His days were spent with the sick at the Oratory and his nights were spent visiting those whom could not make it to the Oratory. André is said to have tended to the needs of over 125,000 people throughout his life. Rev. Corso said, “He spent his whole life talking to people about God and talking to God about people.”

He presented many sick visitors with medals of St. Joseph and anointed them with oil from an oil lamp that burned in the college’s chapel next to a statue of St Joseph. St. André always insisted that the healing was the work of St. Joseph and not himself. St. André said, “The medallion and the oil are an exterior demonstration of the interior faith … for the person who is coming forward you must have an openness to the possibility that God can help. That is faith.”

André lived off not much more than bread and water his entire life. There is humble and then there is the kind of humble that lives on in history books: true selfless heroes.

When André passed away, the Bishop of Montreal decided to remove André’s heart and preserve it in the Oratory so that people could be close to his essence; a ritual that dates back to the Middle Ages. In 1978, thieves stole the container that held the heart. Nine months later, an anonymous tip led police to an abandoned apartment on the south shore of Montreal. Police found the container with the heart still inside and returned it to the Oratory. It is one of the many interesting sites at the Oratory, along with the wall of canes and crutches left by those who were healed.

With thousands of people claiming that André healed them, scientist Mario Lachapelle, who holds a PhD in medical and biological research, is credited with proving to the Vatican’s Congregation for the Causes of Saints through his master’s thesis that André was indeed a saint. A former priest, Lachapelle is the assistant general of the Holy Cross Congregation in Rome. The Vatican granted canonization to André after Lachapelle provided evidence that he had performed two confirmed miracles.

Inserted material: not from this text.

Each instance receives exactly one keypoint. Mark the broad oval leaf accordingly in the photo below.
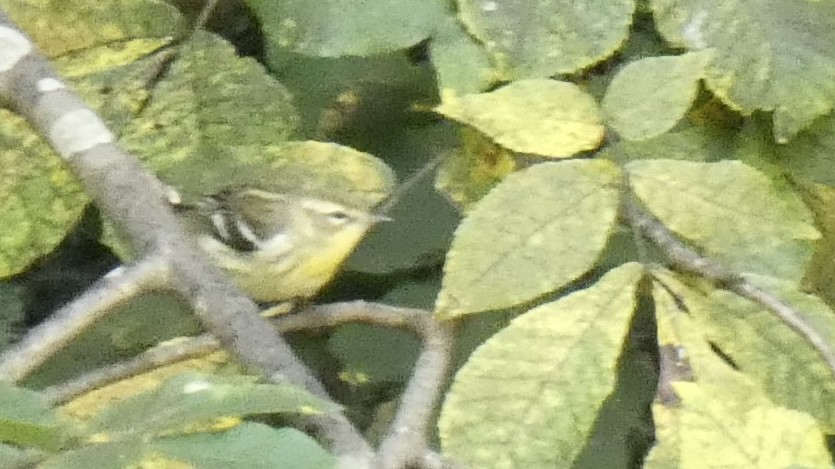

In 1958, Joseph Audino recovered from later stages of terminal cancer after praying to André. In 1999, a Quebec boy was hit by a car and was left in a permanent coma with barely any signs of life. Doctors told relatives that their boy would remain in this state until his death. The boy’s relatives began praying to André and anointed him with the oil from the Oratory. The boy came out of the coma and made a full recovery. Sources on the ground in Rome say the young man was there for the canonizing.

•  St. André Bessette: Born 1845, Died 1937
•  Canonized on Oct. 17, 2010
•  St Joseph’s Oratory is the largest church in Canada and largest basilica dedicated to St. Joseph.
•  Population of Montreal in 1937: 300,000
•  Number of people who attended St. André’s funeral: 1 million


One Response to “Have Faith: Canada’s St. André Bessette”

  1. Jan Farrell on July 16th, 2011 9:33 pm

    Having just read the story of St. Andre who was canonised the same day as the 1st Australian Saint, St. Mary of the Cross Mckillop I wondered if I could have prayers for a desperate situation. My great grandson Paul who is nearly 3 weeks old has a heart condition. He has already had 3 operations, and it looks like he will not survive. Could I ask everyone to pray for this little boy that he will be healed? Thank you.